Increasingly, I’m getting more and more frustrated by the way scientific circles and government policy people operate. Mind you, it’s a good thing that government seeks the advice of experts on scientific matters. However, there are problems left, right and centre with this.
Often, the government (and by government, I don’t mean PNP or JLP or Republicans or Democrats – just whoever’s in power) seeks advice just for the sake of asking it; to say that they at least asked. Many times, they may simply not understand the scientists. Many times, they don’t know how to weave their advice into public policy. Many times, the complexities of academic rigour fly right over the government people’s heads, and too often scientific advice is mis-represented and/or over-simplified when integrated into public policy. It may be that government employees don’t have the scientific minds in and of themselves to comprehend the advice they seek, or it may be that they don’t like what is being said, and have to find ways to mold the advice into whatever they need to suit their objecitves.

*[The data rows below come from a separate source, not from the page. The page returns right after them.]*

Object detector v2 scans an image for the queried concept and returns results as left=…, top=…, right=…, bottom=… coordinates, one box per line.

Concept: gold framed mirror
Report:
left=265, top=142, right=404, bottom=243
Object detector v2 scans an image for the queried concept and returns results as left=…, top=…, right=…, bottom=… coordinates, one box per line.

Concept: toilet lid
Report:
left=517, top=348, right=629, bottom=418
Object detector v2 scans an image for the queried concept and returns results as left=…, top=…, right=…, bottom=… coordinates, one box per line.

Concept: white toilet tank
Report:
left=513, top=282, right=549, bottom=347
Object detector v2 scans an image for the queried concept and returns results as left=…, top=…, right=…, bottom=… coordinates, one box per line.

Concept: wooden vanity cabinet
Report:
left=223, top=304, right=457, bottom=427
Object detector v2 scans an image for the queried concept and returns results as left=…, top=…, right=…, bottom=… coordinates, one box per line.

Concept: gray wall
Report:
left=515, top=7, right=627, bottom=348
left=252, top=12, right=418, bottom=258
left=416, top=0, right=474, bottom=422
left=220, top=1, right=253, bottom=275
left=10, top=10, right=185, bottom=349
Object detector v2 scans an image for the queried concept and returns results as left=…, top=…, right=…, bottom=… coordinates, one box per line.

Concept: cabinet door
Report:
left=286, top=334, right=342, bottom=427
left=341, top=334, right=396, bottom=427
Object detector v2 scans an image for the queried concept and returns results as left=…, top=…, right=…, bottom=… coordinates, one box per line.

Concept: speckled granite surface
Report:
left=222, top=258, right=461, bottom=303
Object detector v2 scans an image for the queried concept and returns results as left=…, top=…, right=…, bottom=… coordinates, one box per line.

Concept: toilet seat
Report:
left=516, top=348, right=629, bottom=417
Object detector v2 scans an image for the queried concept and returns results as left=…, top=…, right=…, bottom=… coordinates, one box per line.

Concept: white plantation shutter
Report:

Or it may be that the scientists themselves who provide the advice don’t understand the purpose for which the advice is intended. This is the heart of my issue. Ivory tower scientists often have no clue about the complexities of the real world, that there are economic, cultural, and, yes, political realities that have to be considered. But surprisingly, they don’t seem to understand issues of scale – a very distinct and obvious scientific concept. Too often, scientists require the most detailed this, and the highest resolution that. What they don’t understand is that everything is relative. You don’t need super-high-resolution data to study a wide region, certainly not when there’s no need to go much deeper, either due to time, budgetary, resource, or terms of reference constraints.
Too often we have scientific workshops and conferences which preach to the choir and end with broad statements like what we should do and must do from a policy standpoint. Funny how there are often very few scientists who are themselves aware of policy matters, no differently that the policymakers who no nothing of science. For those who know both, what’s stopping them from bridging the two?